The Total Market Index covers 250 micro cap stocks in addition to the stocks in the Nifty 500 Index. However, the index has just 3.4% weight to micro-caps and slightly lower weight in large-caps at 72%. Can this fund meaningfully outperform the Nifty 500 Index with the help of its micro cap allocation? Only time will tell.

What should investors do

Actively-managed funds, particularly in large-cap segment, have seen their outperformance shrink. But that’s not yet the case when it comes to mid-cap and small-cap funds. Here, actively-managed funds have continued to demonstrate their ability to outperform benchmark indices.

“There is still ample scope of outperformance in actively-managed mid-cap and small-cap funds. So, investors with a certain understanding of MFs should still look for actively-managed funds in mid-cap and small- cap space, along with a traditional Nifty 50 Index for a large cap exposure, to complete their equity portfolio,” says Kumar of FundsIndia. Certain small-cap funds also take sizeable exposure in micro cap companies.

When broader markets rally, the Total Market Fund can outperform narrow indices like Nifty 50. Broader market indices tend to do well during such periods. “Investors who have just experienced bank fixed deposits or other simple products can consider such an all-market fund to start their equity journey.
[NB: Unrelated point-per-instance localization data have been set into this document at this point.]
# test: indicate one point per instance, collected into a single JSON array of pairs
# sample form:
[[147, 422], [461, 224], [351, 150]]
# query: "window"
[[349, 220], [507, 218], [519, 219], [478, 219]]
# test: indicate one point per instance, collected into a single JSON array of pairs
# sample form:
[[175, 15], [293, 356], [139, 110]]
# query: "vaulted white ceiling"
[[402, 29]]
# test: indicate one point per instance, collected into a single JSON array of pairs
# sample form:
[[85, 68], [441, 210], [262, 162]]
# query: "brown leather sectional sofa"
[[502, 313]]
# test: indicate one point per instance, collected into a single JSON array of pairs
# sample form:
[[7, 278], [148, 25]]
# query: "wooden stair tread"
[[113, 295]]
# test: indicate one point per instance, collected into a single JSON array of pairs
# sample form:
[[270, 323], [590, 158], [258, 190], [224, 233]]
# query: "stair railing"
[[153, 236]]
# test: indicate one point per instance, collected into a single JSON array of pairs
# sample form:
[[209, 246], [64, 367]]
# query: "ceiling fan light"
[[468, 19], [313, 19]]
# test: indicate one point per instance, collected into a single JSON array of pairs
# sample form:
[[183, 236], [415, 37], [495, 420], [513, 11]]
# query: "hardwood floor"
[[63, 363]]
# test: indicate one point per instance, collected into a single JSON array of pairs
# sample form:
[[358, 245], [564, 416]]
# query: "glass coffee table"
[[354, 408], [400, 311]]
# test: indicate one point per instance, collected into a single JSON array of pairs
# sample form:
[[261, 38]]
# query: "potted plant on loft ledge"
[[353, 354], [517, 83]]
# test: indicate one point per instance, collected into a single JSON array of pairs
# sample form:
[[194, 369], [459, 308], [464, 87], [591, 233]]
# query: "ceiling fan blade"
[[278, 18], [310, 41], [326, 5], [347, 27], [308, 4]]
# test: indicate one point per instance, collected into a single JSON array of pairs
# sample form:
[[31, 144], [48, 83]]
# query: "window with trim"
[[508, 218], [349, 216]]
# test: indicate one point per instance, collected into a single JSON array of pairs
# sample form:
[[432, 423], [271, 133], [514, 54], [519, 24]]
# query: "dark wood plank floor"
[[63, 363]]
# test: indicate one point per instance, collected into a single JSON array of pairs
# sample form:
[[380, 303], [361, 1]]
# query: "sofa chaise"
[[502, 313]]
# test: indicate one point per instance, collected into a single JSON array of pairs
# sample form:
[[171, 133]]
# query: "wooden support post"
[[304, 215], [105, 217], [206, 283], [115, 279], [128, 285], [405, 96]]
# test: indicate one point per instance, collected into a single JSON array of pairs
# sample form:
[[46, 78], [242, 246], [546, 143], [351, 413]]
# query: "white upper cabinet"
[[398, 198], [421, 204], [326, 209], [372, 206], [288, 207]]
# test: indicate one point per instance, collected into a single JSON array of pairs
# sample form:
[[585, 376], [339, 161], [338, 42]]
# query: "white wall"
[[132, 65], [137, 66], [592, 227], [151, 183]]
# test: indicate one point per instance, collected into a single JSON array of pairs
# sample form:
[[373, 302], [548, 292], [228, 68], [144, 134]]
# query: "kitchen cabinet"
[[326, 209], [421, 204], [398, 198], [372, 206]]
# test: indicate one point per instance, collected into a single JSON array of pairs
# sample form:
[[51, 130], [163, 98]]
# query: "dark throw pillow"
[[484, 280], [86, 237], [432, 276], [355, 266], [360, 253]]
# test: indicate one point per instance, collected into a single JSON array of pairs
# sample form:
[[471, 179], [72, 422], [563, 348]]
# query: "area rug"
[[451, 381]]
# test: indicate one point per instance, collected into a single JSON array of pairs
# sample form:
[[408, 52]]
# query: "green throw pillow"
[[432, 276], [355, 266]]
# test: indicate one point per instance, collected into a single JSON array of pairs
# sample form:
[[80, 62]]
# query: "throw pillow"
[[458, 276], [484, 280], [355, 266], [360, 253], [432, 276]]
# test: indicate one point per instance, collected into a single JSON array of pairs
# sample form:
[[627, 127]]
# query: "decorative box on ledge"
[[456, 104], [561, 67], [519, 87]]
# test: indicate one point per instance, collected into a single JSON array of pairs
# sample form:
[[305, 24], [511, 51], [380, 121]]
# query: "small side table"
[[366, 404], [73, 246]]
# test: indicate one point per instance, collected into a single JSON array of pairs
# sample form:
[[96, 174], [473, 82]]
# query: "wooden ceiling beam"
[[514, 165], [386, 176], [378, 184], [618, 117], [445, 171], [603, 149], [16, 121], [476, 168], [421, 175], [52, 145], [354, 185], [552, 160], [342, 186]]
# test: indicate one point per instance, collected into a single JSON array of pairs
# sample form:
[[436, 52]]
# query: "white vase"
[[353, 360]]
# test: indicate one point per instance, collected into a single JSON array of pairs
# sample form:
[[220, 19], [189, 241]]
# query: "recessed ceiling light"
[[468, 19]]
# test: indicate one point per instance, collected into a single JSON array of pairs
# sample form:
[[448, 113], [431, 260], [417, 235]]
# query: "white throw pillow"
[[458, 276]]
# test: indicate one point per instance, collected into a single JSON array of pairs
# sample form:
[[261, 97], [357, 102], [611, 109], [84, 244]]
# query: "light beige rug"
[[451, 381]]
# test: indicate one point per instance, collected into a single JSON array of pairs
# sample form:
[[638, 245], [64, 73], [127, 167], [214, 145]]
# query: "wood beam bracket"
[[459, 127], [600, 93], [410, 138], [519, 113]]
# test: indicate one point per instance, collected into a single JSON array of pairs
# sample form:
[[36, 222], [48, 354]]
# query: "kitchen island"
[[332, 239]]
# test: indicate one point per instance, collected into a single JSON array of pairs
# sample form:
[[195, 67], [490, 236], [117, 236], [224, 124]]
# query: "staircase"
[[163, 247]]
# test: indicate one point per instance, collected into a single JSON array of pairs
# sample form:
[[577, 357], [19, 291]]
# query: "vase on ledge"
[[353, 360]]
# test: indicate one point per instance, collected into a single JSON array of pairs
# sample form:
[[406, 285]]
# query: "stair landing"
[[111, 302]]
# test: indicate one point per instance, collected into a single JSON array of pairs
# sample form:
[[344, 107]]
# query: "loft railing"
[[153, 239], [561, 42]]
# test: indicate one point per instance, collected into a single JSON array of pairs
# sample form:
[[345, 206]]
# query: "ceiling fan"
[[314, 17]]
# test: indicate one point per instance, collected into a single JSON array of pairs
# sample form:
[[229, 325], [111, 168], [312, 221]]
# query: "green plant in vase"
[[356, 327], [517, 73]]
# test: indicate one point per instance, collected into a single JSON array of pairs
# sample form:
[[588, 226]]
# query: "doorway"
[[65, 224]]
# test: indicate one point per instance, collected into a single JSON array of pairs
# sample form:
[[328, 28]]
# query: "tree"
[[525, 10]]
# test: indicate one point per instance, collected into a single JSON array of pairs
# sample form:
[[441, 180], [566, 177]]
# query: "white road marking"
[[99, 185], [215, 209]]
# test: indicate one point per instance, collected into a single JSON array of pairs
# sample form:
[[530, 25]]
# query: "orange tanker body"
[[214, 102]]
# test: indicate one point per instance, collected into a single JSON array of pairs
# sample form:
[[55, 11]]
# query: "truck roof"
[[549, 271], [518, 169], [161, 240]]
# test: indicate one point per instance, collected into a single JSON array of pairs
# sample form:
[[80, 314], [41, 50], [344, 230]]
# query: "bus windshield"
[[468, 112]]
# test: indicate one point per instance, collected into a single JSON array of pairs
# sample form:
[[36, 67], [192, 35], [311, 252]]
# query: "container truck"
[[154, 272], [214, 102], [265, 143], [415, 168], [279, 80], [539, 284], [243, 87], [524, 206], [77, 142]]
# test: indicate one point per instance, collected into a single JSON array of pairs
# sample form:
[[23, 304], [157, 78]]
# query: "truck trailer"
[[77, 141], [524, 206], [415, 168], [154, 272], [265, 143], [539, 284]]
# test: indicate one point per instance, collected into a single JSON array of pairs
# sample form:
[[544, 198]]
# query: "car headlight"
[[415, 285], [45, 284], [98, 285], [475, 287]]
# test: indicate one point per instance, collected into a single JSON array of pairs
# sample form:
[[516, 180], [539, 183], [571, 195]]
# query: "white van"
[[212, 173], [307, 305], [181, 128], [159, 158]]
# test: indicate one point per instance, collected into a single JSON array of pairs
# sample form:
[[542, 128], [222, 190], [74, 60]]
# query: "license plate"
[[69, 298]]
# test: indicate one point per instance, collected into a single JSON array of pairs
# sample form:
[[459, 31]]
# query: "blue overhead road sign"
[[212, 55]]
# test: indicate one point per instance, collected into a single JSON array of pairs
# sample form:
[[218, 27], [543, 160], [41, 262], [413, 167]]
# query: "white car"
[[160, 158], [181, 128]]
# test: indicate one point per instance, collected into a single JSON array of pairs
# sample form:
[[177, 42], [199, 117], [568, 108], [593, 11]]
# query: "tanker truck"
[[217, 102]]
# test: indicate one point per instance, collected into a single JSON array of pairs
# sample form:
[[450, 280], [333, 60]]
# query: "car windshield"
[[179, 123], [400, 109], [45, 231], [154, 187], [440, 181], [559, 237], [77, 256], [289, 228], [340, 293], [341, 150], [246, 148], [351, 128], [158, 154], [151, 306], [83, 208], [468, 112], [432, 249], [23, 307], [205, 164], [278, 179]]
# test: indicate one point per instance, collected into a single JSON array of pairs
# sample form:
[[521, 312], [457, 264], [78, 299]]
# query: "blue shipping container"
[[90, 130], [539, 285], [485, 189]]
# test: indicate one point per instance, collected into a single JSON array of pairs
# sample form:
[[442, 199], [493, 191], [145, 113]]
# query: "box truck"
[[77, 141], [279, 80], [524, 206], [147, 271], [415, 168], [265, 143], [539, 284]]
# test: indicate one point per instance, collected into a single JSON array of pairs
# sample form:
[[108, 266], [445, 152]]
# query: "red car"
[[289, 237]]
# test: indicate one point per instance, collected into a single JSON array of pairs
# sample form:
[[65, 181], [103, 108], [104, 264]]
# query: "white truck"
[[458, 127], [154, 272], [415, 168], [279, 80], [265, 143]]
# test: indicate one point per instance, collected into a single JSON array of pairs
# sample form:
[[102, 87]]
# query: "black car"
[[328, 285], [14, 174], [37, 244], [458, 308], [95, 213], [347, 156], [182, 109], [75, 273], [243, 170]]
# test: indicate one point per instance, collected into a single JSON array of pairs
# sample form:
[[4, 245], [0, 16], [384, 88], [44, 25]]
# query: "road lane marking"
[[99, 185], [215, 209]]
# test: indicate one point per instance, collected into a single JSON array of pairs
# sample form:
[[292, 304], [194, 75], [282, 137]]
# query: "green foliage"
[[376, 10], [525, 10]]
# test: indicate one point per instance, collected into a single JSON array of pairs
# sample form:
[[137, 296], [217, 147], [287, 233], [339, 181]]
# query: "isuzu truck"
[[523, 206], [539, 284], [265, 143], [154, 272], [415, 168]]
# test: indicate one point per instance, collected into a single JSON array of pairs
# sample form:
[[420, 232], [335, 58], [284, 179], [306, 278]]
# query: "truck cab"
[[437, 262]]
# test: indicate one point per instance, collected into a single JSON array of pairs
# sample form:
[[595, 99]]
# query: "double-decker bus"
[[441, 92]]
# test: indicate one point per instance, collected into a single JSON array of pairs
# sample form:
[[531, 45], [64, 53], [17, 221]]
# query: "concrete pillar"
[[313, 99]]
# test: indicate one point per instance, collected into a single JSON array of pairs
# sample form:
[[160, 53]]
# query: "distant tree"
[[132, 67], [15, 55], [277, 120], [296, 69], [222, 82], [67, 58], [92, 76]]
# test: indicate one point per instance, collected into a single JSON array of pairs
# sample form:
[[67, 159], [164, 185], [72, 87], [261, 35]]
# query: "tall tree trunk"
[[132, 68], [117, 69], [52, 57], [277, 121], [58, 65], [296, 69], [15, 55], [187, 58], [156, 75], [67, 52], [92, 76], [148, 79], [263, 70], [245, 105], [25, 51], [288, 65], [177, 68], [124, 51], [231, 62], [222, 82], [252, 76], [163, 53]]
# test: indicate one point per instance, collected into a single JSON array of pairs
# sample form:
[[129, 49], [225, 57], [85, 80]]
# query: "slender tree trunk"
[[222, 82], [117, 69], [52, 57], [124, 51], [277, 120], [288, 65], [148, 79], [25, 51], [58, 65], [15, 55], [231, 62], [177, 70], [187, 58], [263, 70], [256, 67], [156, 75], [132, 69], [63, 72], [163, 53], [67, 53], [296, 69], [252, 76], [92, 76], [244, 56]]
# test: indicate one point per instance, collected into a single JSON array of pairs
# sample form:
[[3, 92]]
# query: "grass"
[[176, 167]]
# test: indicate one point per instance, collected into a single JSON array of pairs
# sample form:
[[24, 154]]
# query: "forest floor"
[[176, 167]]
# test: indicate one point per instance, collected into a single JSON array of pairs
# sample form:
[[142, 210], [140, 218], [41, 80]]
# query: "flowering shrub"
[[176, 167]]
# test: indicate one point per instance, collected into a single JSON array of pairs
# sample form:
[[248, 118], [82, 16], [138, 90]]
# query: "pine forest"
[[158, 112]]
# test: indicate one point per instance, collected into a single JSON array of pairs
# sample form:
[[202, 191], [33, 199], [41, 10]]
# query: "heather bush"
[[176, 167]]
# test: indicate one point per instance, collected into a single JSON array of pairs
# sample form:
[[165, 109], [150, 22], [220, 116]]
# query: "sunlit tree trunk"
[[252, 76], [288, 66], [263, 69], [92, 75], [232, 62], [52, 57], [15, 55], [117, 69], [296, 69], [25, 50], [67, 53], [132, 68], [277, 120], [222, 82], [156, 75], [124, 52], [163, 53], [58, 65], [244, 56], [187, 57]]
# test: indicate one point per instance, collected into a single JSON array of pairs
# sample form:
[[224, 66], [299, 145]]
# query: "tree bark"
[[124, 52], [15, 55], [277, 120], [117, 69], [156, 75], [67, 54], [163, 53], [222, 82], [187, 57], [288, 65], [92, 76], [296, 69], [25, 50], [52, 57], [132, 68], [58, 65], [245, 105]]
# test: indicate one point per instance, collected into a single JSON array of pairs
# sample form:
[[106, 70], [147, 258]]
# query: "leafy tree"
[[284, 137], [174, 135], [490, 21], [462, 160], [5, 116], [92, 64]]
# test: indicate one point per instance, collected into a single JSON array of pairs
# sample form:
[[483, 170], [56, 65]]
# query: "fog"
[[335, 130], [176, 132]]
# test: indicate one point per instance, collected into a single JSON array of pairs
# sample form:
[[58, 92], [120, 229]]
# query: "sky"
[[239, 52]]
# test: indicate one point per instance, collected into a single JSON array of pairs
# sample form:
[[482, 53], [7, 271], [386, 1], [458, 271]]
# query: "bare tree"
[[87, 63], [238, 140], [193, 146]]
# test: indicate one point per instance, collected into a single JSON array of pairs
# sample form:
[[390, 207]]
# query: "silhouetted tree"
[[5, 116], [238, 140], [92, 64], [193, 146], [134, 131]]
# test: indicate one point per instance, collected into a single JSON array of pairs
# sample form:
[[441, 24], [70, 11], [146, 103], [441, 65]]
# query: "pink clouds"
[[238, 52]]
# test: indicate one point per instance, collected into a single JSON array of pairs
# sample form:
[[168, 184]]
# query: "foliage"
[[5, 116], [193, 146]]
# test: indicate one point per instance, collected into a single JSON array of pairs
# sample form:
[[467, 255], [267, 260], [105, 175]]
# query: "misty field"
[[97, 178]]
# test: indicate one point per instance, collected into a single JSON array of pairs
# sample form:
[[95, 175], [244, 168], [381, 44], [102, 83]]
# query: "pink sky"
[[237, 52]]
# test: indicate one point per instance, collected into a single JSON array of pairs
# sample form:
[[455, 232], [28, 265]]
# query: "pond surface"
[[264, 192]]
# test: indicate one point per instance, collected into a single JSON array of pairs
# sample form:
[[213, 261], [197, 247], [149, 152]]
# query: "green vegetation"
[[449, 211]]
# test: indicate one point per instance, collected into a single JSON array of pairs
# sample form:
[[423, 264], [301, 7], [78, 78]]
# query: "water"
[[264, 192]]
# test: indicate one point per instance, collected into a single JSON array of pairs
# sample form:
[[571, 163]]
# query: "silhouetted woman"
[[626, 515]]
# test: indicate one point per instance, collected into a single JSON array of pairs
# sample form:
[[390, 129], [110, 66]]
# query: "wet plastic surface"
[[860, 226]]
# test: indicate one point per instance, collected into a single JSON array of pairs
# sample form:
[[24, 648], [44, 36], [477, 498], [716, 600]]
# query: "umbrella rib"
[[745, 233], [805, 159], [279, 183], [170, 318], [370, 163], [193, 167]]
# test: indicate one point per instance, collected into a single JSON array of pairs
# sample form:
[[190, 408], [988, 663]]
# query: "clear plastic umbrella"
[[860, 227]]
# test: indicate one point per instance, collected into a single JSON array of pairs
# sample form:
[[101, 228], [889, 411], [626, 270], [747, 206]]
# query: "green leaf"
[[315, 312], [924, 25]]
As it is a passive fund trying to mimic the index, there is no risk of underperformance due to the fund manager’s investment decisions,” points out Nirav Karkera, head of research at Fisdom. Stock selection, assigning of weightages to each stock, entry and exit will all happen in accordance with index’s semi-annual re-balancing

Investors can let the fund build a track record and see how efficiently it can track the underlying index. The new fund offer is open for subscription from 3-17 October.